Bir kısım davalılar davanın reddini savunmuştur.
Mahkemece, dosya içerisindeki bilirkişi raporu ve ek raporlara itibar edilerek davanın kısmen kabulüne kısmen reddine karar verilmiştir.
Hükmü, davacı vekili temyiz etmiştir.
Davacı, üç ayrı taşınmaz satış vaadi sözleşmesine dayanarak sözleşmelerde satış vaadinde bulunanlar ile bunların mirasçıları olduğu anlaşılan davalılar aleyhine dava açarak tapu iptali ve tescil istemektedir.
Bilirkişi raporlarına itibar edilerek davanın kısmen kabulüne kısmen reddine karar verilmiş ise de mahkemece hükme esas alınan bilirkişi raporları uyuşmazlığın giderilmesi için yeterli olmadığı gibi denetime de elverişli değildir.

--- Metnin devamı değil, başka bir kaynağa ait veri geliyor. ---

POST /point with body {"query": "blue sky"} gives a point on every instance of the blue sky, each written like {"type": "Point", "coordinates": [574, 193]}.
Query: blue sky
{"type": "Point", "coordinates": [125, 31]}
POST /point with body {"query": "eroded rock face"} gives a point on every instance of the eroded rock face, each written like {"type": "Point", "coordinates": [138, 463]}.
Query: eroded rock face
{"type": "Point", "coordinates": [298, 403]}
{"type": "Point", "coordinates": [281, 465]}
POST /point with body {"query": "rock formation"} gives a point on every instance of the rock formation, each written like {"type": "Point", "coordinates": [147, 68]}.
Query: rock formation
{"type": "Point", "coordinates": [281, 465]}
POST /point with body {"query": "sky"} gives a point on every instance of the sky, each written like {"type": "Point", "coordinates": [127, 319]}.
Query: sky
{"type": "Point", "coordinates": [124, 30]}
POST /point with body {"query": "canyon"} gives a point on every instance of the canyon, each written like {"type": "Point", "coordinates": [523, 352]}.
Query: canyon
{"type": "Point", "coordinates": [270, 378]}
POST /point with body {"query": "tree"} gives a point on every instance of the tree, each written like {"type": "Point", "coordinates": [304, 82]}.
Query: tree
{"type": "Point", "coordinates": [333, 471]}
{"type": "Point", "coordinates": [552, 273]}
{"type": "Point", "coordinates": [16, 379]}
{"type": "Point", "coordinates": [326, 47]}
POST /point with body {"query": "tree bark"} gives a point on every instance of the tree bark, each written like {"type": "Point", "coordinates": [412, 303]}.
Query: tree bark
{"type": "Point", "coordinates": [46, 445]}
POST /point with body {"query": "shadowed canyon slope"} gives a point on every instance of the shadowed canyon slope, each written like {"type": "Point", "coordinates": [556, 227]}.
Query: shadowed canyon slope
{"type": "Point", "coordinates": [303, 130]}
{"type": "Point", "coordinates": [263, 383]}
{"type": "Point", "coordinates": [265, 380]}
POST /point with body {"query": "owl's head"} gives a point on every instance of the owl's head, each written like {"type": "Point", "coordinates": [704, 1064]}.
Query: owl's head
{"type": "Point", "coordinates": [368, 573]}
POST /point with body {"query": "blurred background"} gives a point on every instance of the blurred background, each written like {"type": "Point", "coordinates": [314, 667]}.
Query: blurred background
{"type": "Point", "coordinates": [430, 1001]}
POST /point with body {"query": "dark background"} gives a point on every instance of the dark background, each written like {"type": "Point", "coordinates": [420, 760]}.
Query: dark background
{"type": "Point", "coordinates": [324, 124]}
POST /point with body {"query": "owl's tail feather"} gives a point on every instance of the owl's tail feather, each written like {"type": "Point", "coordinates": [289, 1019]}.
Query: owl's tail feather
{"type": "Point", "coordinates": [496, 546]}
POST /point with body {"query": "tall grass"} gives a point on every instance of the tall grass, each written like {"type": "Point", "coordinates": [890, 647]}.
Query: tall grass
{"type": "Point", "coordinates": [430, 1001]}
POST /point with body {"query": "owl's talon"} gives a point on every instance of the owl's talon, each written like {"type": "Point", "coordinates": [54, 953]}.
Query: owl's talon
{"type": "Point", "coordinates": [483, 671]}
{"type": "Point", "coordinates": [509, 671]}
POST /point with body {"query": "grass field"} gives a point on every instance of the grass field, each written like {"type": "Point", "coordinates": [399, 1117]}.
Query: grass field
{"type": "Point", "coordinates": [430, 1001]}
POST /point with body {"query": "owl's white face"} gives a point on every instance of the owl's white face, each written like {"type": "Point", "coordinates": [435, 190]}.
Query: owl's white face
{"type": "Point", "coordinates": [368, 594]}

Dava konusu 241 ada 35 sayılı parselin imar uygulaması sonucunda çok sayıda taşınmaza ifraz edildiği ayrıca ifraz olunan parsellerin sonraki tarihlerde muhtelif işlemlerle yeniden ifraz ve tevhitlere konu edildiği, imar uygulamasının iptal edilerek parsellerin geri dönüşümünün yapıldığı, sonraki aşamalarda yeniden imar uygulamasına tabi tutulduğu anlaşılmaktadır.
Bunların yanında yukarıda sözü edilen Fatsa Asliye Hukuk Mahkemesinin 1989/609 esas, sonradan 2003/187 esas 2005/425 karar numarasını alan dava dosyasında ise çok sayıda taşınmazla ilgili olarak tapu iptali ve tescile karar verilmiştir.
Bu taşınmazlarla ilgili olarak satış vaadi borçluları tarafından satış vaadi sözleşmelerinde;
a) 241 ada 35 parsel sayılı taşınmazdaki hak ve hisseleri,
b) 241 ada 35 parsel sayılı taşınmazdaki ...’den kendilerine intikal edecek paylar,
c) Ayrıca, Fatsa Asliye Hukuk Mahkemesinin satış vaadi sözleşmelerinin düzenlendiği tarihte derdest olan 1989/609 esas sayılı dava dosyasında tapu iptali ve tescil istenen taşınmazlarda ...’e (veya mirasçıları adına) tesciline karar verilecek taşınmazlarla ilgili olarak satış vaadinde bulunulduğu anlaşılmaktadır.
Bu durumda mahkemece işin niteliği ve kapsamı gereği uyuşmazlığın kesin olarak çözümlenebilmesi için öncelikle tapu işlerinden anlayan uzman bir bilirkişi, imar işlerinden anlayan uzman bir bilirkişi, ayrıca bir de hukukçu uzman olmak üzere üç kişilik bir bilirkişi heyeti oluşturulmalıdır.
Daha sonra dosya bu bilirkişilere tevdi edilerek bilirkişiler tarafından gerek davacının gerekse davalıların satış vaadi sözleşmeleri gereğince ayrıca yukarıda sözü edilen satışının vaadi konusunda uzlaştıkları Fatsa Asliye Hukuk Mahkemesinin 1989/609 esas, sonradan 2003/187 esas 2005/425 karar numarasını alan dava dosyasında tapu iptali ve tesciline karar verilen taşınmazların tapu kayıtları üzerinde gerekli incelemeler yapılarak;
- 241 ada 35 parsel sayılı taşınmazdaki vaat borçlularının hak ve hisselerinin,
- 241 ada 35 parsel sayılı taşınmazdaki vaat borçlularına ...’den intikal edecek payların,
- Ayrıca, Fatsa Asliye Hukuk Mahkemesinin satış vaadi sözleşmelerinin düzenlendiği tarihte derdest olan 1989/609 esas sayılı dava dosyasında tapu iptali ve tescil istenen taşınmazlarda ...’e (veya mirasçıları adına) intikal edecek taşınmazlardaki paylar denetime elverişli bir şekilde belirlenmelidir.
Yukarıda belirtildiği şekilde yapılması gereken inceleme ve araştırmalar doğrultusunda hazırlanacak bilirkişi raporunun hükme esas teşkil edecek nitelikte olup olmadığı da denetlendikten sonra, mahkemece bu kapsamda olduğu tespit edilen taşınmazlar bakımından davanın kabulüne, diğer taşınmazlar bakımından ise reddine karar verilmelidir.
Yukarıda açıklanan hususlar gözetilmeden ve belirtilen noksanlıklar giderilmeden eksik incelemeyle yazılı şekilde hüküm kurulması doğru görülmemiş, bu sebeple kararın bozulması gerekmiştir.
SONUÇ: Yukarıda açıklanan nedenlerle davacı vekilinin temyiz itirazlarının kabulü ile hükmün BOZULMASINA, peşin yatırılan harcın istek halinde iadesine, 04.12.2014 tarihinde oybirliği ile karar verildi.